1. 米 国
(1) 内 政
(イ) 1976年は,米国にとつては,建国200年の記念すべき年であつた。7月4日を中心に,全国津々浦々で多彩な記念行事が催され,国民は,米国の過去2世紀の力強い発展の歴史を振り返り,将来に向つての決意を新たにする機会を持つた。
今日の米国民の間には,伝統的な米国のリベラリズムに対しては懐疑的であるという意味で保守的空気が強いが,他方,既存の政治パターンに対する不信感及びその裏返しとしての新しい型の政治的リーダーシップに対する待望感が顕著になつており,特に若い人達の間でこの傾向が強い。76年大統領選挙におけるカーター氏の勝利は,現在の米国のこのような政治的ムードを背景としたものであるといえよう。

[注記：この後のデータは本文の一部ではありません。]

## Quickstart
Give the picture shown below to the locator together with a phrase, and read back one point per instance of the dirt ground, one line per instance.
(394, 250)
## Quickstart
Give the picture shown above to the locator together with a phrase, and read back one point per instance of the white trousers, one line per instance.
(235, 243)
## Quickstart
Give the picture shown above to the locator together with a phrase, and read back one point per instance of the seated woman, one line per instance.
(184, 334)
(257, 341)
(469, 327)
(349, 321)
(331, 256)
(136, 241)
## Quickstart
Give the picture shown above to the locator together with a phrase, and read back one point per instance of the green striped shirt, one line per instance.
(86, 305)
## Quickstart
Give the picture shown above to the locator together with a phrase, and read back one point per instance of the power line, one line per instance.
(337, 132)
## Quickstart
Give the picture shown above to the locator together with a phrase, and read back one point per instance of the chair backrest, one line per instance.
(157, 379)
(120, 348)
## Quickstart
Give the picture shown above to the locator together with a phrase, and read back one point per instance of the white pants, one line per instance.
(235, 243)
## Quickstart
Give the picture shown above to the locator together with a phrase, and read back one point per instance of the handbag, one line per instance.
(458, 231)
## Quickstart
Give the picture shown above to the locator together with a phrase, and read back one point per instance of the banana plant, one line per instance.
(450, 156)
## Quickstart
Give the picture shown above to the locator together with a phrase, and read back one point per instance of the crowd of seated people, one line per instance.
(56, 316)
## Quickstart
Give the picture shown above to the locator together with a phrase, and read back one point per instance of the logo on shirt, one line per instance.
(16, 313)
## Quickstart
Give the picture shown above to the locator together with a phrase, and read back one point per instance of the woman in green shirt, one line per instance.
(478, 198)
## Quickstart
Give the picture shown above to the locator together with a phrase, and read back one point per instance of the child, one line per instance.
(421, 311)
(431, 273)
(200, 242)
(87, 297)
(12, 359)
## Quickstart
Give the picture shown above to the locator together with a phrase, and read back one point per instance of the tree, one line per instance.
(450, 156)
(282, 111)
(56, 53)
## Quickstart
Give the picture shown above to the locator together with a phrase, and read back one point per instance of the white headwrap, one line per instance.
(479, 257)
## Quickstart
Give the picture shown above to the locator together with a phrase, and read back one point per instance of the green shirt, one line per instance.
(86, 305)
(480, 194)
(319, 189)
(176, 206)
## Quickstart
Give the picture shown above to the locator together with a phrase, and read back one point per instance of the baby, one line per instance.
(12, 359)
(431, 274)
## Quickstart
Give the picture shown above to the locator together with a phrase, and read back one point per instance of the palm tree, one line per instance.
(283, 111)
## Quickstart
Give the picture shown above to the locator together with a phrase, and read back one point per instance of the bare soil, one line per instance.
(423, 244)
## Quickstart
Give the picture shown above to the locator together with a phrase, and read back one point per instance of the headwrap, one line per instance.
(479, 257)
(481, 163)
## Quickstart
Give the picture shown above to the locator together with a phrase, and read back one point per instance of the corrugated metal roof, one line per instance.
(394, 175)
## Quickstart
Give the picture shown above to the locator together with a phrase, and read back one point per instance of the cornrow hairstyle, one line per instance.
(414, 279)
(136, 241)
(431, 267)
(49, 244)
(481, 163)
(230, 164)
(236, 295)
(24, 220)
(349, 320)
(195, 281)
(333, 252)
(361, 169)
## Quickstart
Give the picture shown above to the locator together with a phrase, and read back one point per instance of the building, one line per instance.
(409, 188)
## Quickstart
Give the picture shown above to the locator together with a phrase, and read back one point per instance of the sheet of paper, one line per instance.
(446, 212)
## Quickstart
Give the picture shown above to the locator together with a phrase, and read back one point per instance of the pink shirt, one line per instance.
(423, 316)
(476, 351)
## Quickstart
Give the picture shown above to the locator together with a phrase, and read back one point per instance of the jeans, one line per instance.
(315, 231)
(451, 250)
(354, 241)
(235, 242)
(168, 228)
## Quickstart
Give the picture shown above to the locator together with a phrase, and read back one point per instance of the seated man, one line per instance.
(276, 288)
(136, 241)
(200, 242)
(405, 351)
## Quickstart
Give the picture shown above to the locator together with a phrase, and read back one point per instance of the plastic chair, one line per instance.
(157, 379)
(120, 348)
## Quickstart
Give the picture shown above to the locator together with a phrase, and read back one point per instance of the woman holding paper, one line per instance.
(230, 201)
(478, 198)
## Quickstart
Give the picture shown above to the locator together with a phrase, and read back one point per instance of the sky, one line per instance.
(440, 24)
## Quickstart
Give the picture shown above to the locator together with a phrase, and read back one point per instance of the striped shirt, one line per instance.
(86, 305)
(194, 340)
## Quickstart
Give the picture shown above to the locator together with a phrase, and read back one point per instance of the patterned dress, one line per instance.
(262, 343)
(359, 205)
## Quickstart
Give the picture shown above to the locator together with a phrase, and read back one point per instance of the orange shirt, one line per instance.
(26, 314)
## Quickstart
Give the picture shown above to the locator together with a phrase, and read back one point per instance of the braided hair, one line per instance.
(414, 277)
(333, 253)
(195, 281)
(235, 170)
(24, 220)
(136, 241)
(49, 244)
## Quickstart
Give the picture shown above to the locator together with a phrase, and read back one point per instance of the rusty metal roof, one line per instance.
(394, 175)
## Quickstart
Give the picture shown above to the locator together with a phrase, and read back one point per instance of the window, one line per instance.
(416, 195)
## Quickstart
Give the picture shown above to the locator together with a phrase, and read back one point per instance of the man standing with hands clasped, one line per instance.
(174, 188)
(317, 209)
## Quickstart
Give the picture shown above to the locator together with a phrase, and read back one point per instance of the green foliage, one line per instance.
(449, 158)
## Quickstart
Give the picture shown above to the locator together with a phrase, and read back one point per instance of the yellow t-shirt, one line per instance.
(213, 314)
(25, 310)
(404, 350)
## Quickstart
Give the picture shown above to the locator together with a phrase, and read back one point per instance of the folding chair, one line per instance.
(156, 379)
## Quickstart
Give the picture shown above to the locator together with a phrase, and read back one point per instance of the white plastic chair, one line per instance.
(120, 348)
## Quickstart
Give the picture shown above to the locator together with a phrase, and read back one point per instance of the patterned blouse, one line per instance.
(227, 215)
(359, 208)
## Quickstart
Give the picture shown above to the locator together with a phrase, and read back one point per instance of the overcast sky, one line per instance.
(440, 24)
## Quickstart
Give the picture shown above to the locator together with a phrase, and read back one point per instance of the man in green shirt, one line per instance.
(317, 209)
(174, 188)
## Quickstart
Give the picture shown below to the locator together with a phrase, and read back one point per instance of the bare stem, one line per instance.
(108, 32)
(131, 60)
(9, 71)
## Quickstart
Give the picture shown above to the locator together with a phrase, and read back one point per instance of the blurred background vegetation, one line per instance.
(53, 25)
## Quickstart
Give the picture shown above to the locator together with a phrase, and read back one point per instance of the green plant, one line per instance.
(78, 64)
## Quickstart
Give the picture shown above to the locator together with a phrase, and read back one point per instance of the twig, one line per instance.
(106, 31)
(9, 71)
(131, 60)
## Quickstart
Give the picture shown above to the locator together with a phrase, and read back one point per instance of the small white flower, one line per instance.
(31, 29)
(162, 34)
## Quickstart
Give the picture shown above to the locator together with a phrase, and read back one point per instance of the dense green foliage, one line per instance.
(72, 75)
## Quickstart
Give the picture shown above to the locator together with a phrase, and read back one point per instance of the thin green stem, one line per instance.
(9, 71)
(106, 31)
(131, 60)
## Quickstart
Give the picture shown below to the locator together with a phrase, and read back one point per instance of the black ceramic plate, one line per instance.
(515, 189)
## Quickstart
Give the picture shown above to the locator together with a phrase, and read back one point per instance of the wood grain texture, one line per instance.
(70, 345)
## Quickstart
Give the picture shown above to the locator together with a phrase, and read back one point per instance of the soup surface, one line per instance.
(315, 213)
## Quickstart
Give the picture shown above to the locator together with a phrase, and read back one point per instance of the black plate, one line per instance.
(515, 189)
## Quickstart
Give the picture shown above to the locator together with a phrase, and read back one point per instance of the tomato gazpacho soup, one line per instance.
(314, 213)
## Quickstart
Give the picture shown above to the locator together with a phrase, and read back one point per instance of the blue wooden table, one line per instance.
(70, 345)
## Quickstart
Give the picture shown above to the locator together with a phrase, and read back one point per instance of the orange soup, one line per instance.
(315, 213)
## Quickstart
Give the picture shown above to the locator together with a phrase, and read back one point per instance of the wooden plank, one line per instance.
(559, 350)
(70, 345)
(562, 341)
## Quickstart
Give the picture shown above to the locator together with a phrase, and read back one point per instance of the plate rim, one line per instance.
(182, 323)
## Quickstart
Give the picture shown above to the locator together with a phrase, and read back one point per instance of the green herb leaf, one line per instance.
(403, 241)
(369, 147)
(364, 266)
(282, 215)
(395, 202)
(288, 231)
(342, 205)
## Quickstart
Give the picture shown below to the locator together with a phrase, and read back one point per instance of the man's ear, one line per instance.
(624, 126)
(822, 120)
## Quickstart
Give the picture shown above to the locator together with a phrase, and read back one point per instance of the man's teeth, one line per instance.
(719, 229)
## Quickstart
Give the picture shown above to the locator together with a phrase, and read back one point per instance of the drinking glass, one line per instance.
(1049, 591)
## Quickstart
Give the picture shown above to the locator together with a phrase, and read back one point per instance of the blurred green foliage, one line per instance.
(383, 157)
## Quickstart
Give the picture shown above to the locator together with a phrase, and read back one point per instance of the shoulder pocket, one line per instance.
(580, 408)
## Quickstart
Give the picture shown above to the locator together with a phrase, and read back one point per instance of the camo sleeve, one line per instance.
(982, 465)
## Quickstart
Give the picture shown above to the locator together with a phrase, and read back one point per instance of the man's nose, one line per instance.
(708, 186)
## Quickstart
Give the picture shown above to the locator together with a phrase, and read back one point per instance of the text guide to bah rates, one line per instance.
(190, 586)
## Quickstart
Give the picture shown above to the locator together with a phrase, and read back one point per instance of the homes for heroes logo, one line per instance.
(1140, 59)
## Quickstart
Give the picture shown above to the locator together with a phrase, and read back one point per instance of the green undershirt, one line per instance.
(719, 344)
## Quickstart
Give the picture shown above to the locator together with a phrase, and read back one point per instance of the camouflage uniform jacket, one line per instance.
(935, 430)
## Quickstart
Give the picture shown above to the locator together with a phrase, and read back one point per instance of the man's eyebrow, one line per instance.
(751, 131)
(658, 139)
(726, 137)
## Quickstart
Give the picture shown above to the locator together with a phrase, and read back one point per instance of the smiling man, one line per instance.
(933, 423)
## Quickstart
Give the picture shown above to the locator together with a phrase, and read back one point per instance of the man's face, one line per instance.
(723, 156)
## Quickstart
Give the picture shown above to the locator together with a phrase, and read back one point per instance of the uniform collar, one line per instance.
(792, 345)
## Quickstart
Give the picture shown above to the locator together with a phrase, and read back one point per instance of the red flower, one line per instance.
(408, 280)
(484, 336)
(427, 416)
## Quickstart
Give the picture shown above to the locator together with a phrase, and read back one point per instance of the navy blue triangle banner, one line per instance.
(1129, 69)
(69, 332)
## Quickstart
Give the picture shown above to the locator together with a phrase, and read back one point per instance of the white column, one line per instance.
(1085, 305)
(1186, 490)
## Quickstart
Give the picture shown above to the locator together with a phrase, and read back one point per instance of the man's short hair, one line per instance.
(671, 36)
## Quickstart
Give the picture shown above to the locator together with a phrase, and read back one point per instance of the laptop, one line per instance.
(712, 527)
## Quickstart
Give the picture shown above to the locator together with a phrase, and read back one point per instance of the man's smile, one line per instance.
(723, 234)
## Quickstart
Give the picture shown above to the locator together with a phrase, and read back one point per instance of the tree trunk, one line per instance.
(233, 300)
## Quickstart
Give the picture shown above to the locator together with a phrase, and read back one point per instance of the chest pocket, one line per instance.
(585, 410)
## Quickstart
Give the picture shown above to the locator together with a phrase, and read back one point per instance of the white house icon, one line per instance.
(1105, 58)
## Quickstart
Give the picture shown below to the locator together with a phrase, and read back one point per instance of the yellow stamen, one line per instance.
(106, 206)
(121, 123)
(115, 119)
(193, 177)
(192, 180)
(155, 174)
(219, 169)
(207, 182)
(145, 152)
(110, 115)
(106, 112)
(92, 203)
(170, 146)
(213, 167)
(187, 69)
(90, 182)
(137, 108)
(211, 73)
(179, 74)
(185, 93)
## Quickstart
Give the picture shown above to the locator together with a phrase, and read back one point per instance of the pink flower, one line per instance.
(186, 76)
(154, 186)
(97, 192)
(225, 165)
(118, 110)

カーター氏の勝利は,当初これを予想した者がほとんどいなかつたという意味で「政治的奇蹟」と評されたが,深南部の一地方政治家に過ぎなかつたカーター氏が,現職のフォード大統領を破り,民主党の政権奪回の担い手となりえたのは,同氏が,他の誰よりも,今日の米国民の心理を的確に把握していたことによるとされている。
(ロ) 76年大統領選挙の結果を米国の政治地図の上からみると,民主党の政権獲得は,共和党からの南部の奪還と民主党の地盤である北部大工業州の一部の確保によつてもたらされたものである。その限りにおいて,カーター大統領は,形のうえでは,ニューディール時代以来の伝統的な民主党支持勢力の「連合」の復活に成功したといえないこともないが,その政治的基盤に関しては次のような指摘を行うことが可能である。すなわち,南部の奪還は,主として,南部出身のカーター氏個人に対する支持によるものであつたのに対し,一部の北部大工業州における勝利は,労働組合等の既存の党組織の力に負うところが大きく,その間に,双方を結びつける共通の政策的基盤はほとんど存在しなかつた。それにもかかわらず,カーター氏が,この2つの異質な政治勢力の上に乗つて選挙に勝ちえたのは,選挙戦のあらゆる段階を通じ,具体的な政策問題ではなく,「米国民の健全性」をテーマに有権者にアピールする立場をとりつつ,既存の型の政治家に対する不満に訴える作戦が功を奏したためである。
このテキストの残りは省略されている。